Кандидатъ на судебныя должности фонъ-Плеве. «Съ паденіемъ единственной серьезной улики противъ Герасима Сидорова, котораго я защищаю, вслѣдствіе того, что Дарья Евграфова на судебномъ слѣдствіи взяла свой оговоръ назадъ, и въ виду отсутствія другихъ какихъ — либо доказательствъ его виновности, мнѣ остается только просить у васъ, гг. присяжные засѣдатели, оправдательнаго приговора. Но желая, чтобы вашъ приговоръ основывался не на формальномъ разсмотрѣніи дѣла, по вытекалъ изъ убѣжденія, составившагося вслѣдствіе всесторонняго расмотрѣнія всѣхъ обстоятельствъ дѣла, — я начну защиту Сидорова съ изложенія обстоятельствъ и затѣмъ разсмотрю обвиненіе, надъ нимъ тяготѣющее, и тѣ данныя, которыя обвинительной власти угодно считать доказательствами виновности моего кліента». Разсказавъ затѣмъ обстоятельства дѣла, защитникъ перешолъ къ оцѣнкѣ уликъ противъ Сидорова: онъ находилъ, что показанія свидѣтелей не заключаютъ въ себѣ такихъ, хотя бы и второстепенныхъ, обстоятельствъ, которыхъ совокупность и извѣстное соотношеніе между собой не могли бы быть объяснены безъ существованія главнаго обстоятельства, т. е. отравленія. Оканчивая защитительную рѣчь, защитникъ обратилъ вниманіе на самый сильный доводъ обвиненія — на судимость Герасима Сидорова. «Не касаясь обстоятельствъ дѣла, я упомяну только, сказалъ онъ, что Сидоровъ былъ оправданъ; но хотя бы и первое обвиненіе имѣло исходъ менѣе благопріятный для моего кліента, я не думаю, чтобы вы придали этому обстоятельству серьезное значеніе, потому что если прежнюю судимость извѣстнаго лица, которая только можетъ служить доказательствомъ его способности къ совершенію преступленія, — принимать, при вторичномъ обвиненіи, за доказательство самаго совершенія преступленія, то это значитъ установить за правило, что гражданину однажды только дозволяется сталкиваться съ правосудіемъ безнаказанно, такъ какъ при послѣдующихъ обвиненіяхъ судимость станетъ главною уликой.»

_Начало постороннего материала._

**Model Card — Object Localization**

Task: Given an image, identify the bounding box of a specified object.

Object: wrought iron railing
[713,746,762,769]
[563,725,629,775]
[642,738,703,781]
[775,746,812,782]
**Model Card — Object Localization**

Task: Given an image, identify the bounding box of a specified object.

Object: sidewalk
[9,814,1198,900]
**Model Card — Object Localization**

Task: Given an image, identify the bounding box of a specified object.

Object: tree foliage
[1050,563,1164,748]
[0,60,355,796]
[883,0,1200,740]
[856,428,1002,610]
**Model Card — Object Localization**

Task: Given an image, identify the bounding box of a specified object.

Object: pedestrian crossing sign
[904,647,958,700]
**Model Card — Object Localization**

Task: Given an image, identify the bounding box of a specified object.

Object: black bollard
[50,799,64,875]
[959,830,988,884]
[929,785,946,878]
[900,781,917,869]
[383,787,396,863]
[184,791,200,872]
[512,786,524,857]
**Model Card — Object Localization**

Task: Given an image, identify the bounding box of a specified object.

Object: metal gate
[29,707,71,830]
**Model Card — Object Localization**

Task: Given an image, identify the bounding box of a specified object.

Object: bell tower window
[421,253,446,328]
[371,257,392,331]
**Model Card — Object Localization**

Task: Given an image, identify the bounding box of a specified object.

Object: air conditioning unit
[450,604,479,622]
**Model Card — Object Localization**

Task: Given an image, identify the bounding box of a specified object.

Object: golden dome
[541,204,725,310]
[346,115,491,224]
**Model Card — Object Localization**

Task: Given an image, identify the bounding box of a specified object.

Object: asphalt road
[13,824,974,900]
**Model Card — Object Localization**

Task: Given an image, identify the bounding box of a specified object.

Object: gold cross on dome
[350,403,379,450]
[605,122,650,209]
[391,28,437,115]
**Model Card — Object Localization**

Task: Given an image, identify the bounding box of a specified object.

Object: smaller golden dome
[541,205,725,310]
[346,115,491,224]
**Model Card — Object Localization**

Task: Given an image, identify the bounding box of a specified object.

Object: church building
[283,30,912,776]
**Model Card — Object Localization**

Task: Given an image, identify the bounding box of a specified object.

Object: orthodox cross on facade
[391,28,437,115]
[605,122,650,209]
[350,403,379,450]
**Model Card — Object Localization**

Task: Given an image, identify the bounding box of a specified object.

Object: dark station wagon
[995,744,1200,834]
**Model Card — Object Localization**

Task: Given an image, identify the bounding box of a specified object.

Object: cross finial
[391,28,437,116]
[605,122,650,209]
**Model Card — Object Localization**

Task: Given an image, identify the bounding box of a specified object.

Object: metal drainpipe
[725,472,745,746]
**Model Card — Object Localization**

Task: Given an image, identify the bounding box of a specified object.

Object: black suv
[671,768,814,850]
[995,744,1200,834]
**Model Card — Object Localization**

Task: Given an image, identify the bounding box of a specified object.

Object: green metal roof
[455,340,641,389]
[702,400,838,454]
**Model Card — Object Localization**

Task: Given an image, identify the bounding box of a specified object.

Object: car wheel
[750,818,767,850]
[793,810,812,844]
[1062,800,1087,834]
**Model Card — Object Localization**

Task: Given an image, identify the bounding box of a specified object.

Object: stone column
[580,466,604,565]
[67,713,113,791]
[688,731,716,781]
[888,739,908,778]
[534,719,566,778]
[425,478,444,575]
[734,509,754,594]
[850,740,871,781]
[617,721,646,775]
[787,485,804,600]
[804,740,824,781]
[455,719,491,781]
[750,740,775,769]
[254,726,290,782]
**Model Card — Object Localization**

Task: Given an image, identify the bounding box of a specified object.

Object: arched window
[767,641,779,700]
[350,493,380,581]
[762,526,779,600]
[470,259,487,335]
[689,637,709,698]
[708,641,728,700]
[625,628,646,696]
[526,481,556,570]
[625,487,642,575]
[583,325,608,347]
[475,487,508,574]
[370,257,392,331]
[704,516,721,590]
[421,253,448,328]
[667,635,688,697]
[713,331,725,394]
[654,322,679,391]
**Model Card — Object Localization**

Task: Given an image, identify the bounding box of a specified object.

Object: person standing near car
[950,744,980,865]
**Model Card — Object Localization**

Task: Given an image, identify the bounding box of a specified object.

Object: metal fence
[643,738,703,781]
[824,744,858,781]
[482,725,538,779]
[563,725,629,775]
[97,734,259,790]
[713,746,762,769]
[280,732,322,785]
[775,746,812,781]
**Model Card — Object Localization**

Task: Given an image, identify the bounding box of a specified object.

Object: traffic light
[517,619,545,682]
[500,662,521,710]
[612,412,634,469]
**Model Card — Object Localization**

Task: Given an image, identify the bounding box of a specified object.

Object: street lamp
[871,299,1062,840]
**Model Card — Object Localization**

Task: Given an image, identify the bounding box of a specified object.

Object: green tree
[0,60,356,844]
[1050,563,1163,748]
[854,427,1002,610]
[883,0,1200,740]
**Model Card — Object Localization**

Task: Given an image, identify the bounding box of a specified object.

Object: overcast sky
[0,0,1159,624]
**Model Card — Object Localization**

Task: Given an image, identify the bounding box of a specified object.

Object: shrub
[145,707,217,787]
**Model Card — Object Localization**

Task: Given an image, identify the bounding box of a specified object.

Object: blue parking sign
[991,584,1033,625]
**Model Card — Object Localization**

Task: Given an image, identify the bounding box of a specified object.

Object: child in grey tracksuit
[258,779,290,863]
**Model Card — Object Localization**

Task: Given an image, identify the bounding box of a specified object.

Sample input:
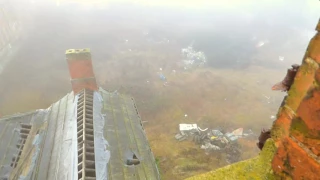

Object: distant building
[0,49,160,180]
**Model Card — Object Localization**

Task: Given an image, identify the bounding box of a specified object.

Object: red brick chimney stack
[66,49,98,94]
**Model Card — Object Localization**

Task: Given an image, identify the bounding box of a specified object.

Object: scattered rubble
[181,45,207,69]
[175,124,253,163]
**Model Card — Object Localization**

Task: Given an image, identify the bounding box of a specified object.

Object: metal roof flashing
[0,88,160,180]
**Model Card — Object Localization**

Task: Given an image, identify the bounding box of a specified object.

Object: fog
[0,0,320,179]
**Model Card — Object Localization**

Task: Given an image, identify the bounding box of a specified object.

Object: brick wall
[271,21,320,180]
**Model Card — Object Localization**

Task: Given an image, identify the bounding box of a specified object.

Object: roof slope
[0,89,160,180]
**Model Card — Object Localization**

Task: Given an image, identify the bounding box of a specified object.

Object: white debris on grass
[181,46,207,69]
[279,56,284,61]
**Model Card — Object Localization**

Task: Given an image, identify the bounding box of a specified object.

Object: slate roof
[0,88,160,180]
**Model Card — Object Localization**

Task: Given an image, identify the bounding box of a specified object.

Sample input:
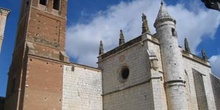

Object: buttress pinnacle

Присяжные признали Дарью Евграфову виновною въ покушеніи на отравленіе мужа вполнѣ недѣйствительными средствами и притомъ заслуживающею снисхожденія, а потому судъ опредѣлилъ: Евграфову наказанію не подвергать (115 и 111 ст. улож. о нак.). Крестьянина Герасима Сидорова присяжные признали невиновнымъ.